Canada's Liberal Prime Minister Justin Trudeau arrives at a campaign stop during his election campaign tour, in Newmarket, Ont. on Sept. 5, 2021.CARLOS OSORIO/Reuters
There is that brief pause Justin Trudeau often takes before launching into his reply to a reporter’s question, followed by a little nod, an intake of breath, and a stock opening like, “Canadians expect their government to …”
Some Canadians will watch it and give it a mental thumbs up. Others never could stand Mr. Trudeau, anyway. And some large number of Canadians will roll their eyes even when they half-agree with what he says.
It’s that last portion who are making this election campaign a bigger challenge than the Liberals expected. Justin Trudeau is the Liberal campaign’s biggest asset, and its biggest liability.
Mr. Trudeau’s opponents know that – especially NDP Leader Jagmeet Singh, who has based his campaign on it. It’s a peculiar thing, but at times you can hear the NDP Leader barely bothering to argue that his party’s policies are much different from the Liberals. Instead, Mr. Singh argues that unlike the Liberal Leader, he doesn’t just say those things, he believes them.

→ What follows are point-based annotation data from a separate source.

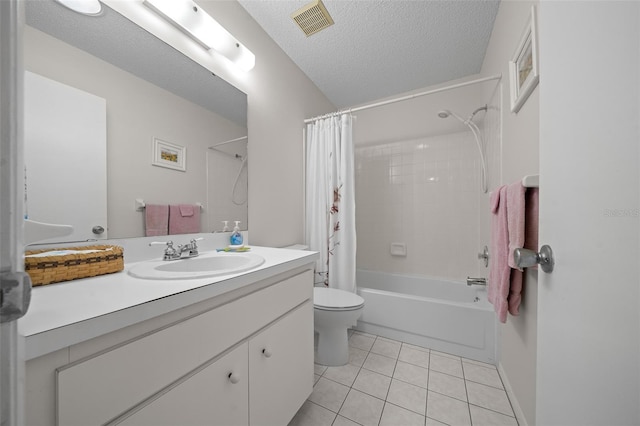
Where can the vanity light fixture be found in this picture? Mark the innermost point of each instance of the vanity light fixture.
(86, 7)
(191, 19)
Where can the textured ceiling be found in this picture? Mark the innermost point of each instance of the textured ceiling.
(378, 48)
(114, 39)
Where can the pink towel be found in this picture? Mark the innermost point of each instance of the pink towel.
(515, 218)
(514, 224)
(531, 242)
(187, 223)
(156, 218)
(532, 202)
(499, 271)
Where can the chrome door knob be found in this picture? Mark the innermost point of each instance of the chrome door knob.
(525, 258)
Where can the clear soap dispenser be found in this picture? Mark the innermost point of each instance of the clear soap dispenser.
(236, 237)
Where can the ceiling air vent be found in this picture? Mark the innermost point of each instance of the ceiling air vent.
(312, 18)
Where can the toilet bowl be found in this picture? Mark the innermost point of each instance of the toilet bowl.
(334, 311)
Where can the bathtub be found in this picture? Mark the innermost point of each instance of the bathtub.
(446, 316)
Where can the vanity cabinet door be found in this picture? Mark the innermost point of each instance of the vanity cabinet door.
(281, 368)
(215, 395)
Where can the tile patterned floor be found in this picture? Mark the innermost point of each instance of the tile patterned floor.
(390, 383)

There has, after all, been so much Justin Trudeau in six years, through gender-equal cabinets “because it’s 2015,” globe-trotting summiteering and the SNC-Lavalin affair, to consoling families of an airline crash and pandemic news conferences every single day for months. Other prime ministers were in the news, but none was so constantly on the public stage.
So the Justin Trudeau who came to power with a rock-star aura in 2015 now has a political persona that has burned through its glory days. His power to inspire has faded. His power to convince has weakened, as more see him as a standard politician, and more question which views come from Mr. Trudeau and which come from the cold, cold heart of a political strategist crunching numbers at Liberal HQ.
But there is still a formidable campaigner there. Watch him on tour and you can see that on a level of pure political performance – speaking to the camera, finding the phrase, or handling and dodging reporters’ questions, then repeating it all back in another language – he is still without an equal in this campaign. There’s no one waiting in the wings of the Liberal Party who can match him on that, either.
He displays a personal warmth in public moments. His social media gets likes. He still has a valuable political brand, in the sense that some sizable minority wish him well.
But that magic doesn’t work as well, or on as many. In a campaign for which he hasn’t articulated a cause, he’s just a politician trying to get elected. Again.
Leave aside from this calculation the protesters showing up at his events. They’re gripped with rage, but a conspiratorial fringe.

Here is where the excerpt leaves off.